Una paz inmediata, se apoderó de su rostro. Sonrió, fue una mueca triste, y apretó la mano de su hija.
—Bien... —susurró— ahora... ahora puedo... descansar…
Su respiración se hizo más lenta, y los ojos se le fueron cerrando, mi juramento era lo único que había estado esperando.
—Papá... —lloriqueó Valentina— papá, por favor, no te vayas. No me dejes —Valentina lloraba desesperada.
Pero él ya no respondía, su pecho se elevó una última vez, con un suspiro prolongado, y luego... nada. La línea de la máquina se volvió, un pitido largo se escuchó al instante..
Valentina lo miró, incapaz de procesar lo que estaba pasando. Y entonces, se quebró por completo.
Un grito desgarrador, animal, salió de su garganta, fue un sonido que no parecía humano, cargado de un dolor tan grande que me hizo retroceder un paso. Se abrazó al cuerpo de su padre, sacudiéndose con unos sollozos tan violentos que parecía que iba a desarmarse.
—¡No! ¡No! ¡Papá! ¡Vuelve! ¡Por favor! —Suplicó, sacudiendo el cuerpo.
Luca entró corriendo, al oír el grito. Se detuvo en la puerta, viendo la escena, y su rostro se arrugó en un dolor silencioso.
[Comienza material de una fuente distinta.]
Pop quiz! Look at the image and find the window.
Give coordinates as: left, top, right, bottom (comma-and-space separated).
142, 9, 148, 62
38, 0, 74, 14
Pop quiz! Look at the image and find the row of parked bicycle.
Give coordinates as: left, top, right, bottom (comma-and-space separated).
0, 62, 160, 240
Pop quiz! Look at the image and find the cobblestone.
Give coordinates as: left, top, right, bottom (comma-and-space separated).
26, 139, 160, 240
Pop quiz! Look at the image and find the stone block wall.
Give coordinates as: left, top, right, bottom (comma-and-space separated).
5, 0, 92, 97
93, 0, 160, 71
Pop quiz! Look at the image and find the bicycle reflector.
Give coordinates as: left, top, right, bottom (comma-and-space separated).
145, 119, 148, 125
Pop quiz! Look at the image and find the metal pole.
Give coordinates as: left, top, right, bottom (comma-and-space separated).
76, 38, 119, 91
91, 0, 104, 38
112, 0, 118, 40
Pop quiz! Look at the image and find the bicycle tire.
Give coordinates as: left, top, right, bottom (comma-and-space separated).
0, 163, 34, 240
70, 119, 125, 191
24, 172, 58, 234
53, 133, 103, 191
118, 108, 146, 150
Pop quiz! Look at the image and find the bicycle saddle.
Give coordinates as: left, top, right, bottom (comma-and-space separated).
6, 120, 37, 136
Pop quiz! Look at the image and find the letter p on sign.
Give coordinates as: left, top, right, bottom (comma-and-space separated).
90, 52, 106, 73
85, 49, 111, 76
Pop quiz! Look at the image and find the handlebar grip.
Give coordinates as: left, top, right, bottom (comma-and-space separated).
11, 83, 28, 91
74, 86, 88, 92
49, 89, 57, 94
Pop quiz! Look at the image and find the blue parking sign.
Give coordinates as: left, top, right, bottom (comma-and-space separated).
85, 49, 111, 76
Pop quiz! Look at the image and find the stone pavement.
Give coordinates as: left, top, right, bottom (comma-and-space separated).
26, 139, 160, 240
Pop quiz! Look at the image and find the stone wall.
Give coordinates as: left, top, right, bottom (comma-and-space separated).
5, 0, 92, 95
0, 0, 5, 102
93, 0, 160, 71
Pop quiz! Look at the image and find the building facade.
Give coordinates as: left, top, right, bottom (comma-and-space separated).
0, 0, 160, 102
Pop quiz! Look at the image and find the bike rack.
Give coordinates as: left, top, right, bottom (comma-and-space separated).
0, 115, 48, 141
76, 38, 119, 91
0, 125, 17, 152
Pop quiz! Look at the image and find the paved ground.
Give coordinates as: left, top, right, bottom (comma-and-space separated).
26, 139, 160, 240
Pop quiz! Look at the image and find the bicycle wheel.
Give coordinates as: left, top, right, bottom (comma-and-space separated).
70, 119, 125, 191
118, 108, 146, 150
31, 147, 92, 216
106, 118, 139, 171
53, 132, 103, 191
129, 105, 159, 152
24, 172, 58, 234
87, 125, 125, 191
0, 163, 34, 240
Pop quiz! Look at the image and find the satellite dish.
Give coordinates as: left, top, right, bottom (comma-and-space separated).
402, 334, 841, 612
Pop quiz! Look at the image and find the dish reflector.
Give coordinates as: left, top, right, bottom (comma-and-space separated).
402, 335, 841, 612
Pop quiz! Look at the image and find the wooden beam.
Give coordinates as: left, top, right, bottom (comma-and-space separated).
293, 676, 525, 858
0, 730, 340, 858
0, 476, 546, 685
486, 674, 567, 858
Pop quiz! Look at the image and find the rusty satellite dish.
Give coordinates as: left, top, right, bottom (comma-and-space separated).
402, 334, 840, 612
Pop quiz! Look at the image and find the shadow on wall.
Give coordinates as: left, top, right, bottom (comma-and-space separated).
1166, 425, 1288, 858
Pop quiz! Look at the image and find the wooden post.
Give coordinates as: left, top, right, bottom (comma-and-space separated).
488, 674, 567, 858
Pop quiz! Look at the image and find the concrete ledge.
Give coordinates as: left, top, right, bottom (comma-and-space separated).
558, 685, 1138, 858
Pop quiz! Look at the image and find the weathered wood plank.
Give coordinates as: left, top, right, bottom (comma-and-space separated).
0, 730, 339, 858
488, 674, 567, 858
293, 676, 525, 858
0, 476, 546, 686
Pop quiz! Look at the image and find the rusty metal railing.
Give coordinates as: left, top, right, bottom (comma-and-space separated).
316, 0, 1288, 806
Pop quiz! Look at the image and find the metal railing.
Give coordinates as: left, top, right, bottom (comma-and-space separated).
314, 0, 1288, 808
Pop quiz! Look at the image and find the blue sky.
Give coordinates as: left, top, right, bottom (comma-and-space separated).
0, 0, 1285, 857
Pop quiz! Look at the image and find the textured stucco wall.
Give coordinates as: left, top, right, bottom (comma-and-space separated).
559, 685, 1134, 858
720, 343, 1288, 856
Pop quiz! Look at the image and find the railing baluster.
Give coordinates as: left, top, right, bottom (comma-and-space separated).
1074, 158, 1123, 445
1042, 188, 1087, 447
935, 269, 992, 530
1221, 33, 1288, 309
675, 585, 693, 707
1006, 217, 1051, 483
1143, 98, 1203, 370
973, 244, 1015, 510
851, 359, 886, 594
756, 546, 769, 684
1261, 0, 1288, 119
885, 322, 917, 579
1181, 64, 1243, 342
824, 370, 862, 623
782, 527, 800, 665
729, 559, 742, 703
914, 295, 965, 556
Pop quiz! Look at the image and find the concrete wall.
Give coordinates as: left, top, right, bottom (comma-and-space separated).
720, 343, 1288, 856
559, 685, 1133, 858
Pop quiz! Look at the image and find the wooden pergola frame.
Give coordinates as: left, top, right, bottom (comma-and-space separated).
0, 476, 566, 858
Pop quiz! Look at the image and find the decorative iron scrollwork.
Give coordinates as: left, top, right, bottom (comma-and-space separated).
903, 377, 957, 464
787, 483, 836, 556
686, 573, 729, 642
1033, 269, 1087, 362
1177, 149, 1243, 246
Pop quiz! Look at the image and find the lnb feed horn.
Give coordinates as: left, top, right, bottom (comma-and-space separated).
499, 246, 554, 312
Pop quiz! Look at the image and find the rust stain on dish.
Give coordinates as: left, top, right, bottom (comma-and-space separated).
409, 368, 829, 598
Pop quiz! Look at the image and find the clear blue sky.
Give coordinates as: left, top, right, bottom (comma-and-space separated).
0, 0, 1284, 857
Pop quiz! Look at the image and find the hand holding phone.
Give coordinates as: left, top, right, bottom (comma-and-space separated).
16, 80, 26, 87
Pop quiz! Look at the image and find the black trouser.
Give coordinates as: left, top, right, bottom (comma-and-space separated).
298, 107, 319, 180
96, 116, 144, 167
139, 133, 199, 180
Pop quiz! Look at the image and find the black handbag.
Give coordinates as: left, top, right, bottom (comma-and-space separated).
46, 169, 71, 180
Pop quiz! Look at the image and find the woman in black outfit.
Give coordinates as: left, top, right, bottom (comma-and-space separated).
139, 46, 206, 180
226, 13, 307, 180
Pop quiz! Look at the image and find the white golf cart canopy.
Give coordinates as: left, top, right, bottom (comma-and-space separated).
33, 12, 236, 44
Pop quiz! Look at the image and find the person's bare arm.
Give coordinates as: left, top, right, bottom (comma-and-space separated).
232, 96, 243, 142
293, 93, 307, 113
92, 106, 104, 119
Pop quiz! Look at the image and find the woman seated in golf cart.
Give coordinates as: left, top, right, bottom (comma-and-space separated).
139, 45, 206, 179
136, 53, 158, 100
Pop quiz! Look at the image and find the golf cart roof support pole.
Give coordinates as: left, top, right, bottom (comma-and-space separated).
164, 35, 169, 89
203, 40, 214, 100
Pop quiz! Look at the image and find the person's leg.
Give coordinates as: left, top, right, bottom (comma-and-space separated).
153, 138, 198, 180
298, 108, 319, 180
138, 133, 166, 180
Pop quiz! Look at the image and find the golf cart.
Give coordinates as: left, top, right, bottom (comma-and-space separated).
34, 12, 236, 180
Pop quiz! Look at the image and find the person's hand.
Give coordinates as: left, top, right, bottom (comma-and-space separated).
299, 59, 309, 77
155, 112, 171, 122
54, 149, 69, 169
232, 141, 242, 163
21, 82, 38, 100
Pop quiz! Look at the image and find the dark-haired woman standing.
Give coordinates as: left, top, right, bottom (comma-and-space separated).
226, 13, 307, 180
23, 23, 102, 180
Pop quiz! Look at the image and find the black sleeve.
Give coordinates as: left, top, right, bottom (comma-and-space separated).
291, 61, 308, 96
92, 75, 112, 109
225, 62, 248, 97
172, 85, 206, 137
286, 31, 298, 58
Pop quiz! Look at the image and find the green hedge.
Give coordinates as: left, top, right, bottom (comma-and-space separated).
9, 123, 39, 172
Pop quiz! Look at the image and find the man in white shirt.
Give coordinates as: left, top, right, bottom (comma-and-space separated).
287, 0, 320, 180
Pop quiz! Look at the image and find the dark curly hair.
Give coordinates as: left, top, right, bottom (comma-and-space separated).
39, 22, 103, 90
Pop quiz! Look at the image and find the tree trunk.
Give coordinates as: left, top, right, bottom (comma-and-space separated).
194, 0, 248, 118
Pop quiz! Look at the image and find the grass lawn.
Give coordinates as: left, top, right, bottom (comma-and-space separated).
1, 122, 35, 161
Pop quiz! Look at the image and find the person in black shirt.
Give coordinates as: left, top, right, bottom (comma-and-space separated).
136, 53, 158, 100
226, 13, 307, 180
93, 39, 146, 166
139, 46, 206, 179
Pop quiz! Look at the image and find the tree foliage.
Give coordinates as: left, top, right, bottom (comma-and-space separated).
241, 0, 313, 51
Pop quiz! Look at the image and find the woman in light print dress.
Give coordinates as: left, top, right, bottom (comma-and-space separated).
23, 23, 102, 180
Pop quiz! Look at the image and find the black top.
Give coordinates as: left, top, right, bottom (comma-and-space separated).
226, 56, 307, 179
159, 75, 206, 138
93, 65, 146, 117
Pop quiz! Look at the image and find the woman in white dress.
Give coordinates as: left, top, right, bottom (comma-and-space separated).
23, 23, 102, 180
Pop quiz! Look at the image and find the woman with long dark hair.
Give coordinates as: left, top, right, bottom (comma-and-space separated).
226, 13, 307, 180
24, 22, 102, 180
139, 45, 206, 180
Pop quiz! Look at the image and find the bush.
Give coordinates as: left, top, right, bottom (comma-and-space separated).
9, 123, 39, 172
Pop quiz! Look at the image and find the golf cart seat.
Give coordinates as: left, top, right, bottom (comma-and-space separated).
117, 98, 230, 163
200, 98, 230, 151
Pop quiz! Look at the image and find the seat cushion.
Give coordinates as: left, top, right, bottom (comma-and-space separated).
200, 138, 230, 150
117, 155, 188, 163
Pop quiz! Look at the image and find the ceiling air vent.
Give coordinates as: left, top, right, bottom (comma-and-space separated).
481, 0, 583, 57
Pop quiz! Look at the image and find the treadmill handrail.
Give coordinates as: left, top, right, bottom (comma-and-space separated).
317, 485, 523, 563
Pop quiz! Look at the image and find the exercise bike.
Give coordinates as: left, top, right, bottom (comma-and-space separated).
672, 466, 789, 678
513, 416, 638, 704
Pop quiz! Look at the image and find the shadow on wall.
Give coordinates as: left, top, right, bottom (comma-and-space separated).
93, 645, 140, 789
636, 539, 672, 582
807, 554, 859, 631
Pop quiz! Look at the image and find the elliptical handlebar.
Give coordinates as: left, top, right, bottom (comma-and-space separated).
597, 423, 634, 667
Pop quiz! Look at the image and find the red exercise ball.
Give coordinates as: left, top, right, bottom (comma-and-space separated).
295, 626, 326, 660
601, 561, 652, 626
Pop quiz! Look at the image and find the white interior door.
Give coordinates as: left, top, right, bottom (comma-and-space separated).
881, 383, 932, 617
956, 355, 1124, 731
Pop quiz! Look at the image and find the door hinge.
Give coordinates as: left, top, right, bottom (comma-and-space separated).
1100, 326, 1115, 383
Me miró, y en sus ojos no había sorpresa, sólo una resignación amarga.
Los médicos y las enfermeras entraron de inmediato, se acercaron para revisar al viejo, trataron de sacar a Valentina, pero fue inútil, no pudieron hacerlo, después de revisarlo, una enfermera apagó el aparato que pitaba, el médico cubrió el rostro de Don Silvestri, y antes de salir dirigió a Valentina un débil lo siento.
Yo sólo podía quedarme ahí, plantado, sintiendo el peso de un juramento que ya me ahogaba. Acababa de prometerle mi libertad a un fantasma.